Sharing the 3G connection to the ethernet and then plugging in an AEBS' wan port into my MacBook's ethernet also worked however only when the AEBS is in bridge mode. Since the MacBook handles the IP's you are still limited to the number of users (to ten I beleive). So, bringing in an AEBS doesn't help unless you can directly tether the iPhone to your router. 

Thanks Chas_m. I didn't think my phone was acting as a router, rather I thought of it more like a modem. I thought it might have been Rogers gear giving me the IP. If it's a router then would it support multiple users via BT and USB? 

Thanks to everyone for the help!


----------



## Siebel (Aug 18, 2005)

*Cradlepoint*

This is another way to use it your iPhone with an Airport.

Just plug your iPhone into the CBA250 and use the Ethernet port to plug it into your airport.

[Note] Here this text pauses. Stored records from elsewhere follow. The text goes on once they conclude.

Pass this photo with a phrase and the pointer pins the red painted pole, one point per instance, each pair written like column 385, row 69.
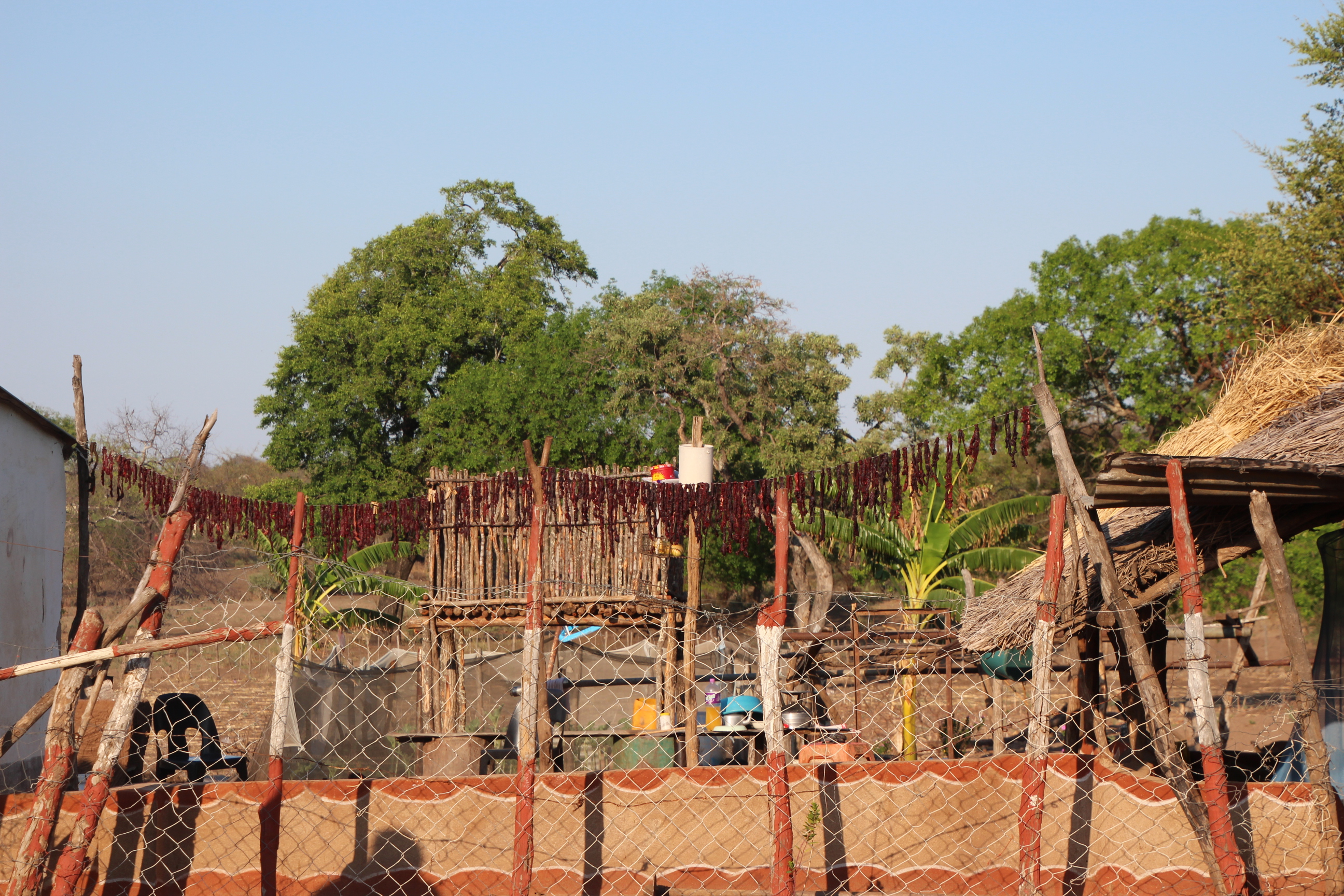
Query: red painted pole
column 57, row 767
column 530, row 697
column 1214, row 786
column 771, row 637
column 1038, row 734
column 271, row 802
column 97, row 785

CBA250 Cellular Broadband Adapter | Cradlepoint Technology

At my cottage, I use this config with a Bell ExpressCard and it's working fine. I can share an internet connection with my 2 iPhone, an iPod touch and 2 MacBook. I use Skype to make and receive calls.

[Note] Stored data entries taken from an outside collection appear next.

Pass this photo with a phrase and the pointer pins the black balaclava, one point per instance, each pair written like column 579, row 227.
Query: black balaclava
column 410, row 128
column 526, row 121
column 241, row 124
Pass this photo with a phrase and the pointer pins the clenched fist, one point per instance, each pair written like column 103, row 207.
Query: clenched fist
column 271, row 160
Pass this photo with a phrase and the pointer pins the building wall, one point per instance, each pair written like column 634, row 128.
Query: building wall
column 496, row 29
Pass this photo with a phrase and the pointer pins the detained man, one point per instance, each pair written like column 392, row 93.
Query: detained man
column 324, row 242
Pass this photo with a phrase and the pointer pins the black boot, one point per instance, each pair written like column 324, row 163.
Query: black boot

Using the USB connection, it should work.

As soon as my iPhone wireless signal is working at my cottage (with Bell or Telus), I will remove the Bell's ExpressCard and use an iPhone unless the monthly price for tethering is higher than Bell package.


----------



## fbartolom (Apr 1, 2010)

*Time capsule as hub with no wire*

Hullo,

I have a peculiar problem in my apartment. First thing off, ADSL does not reach my area, altough it belongs to Rome, the ethernal city... In my home I have a Mac book, a time capsule, an AppleTv, an iPhone3GS and a Satellite Receiver IPBOX9000.

My desire would be to grant internet access to all these devices with a single point of access. Presently I use an internet usb card that I connect to the mac book. Each time I want to connect the AppleTv to the internet I need to disconnect the macbook from the TimeCapsule network and share its internet access, and then move the AppleTv from the TimeCapsule network to the shared one from the macbook; then reverse the operation when I am done otherwise the backup from the TimeCapsule would not work; as for the receiver, lacking it a wireless connection, I found no solution altogether as, by wire, I have frankly no idea what network the MacBook projects, given DHCP does not work.
As you may guess this is quite a pain in the heck. Basically I see a number of possibilities:
1) Configuring the default router of the time capsule to be the MacBook; problem: the ip address of the MacBook is dynamic and allocated by the time capsule itself.
2) Attaching something airwired to the TimeCapsule that so would be in the correct position; problems: I read the iphone tethering may not be used, nor may the usb key be connected to it with success.

Any suggestion?

Thanks,
Fabrizio Bartolomucci


----------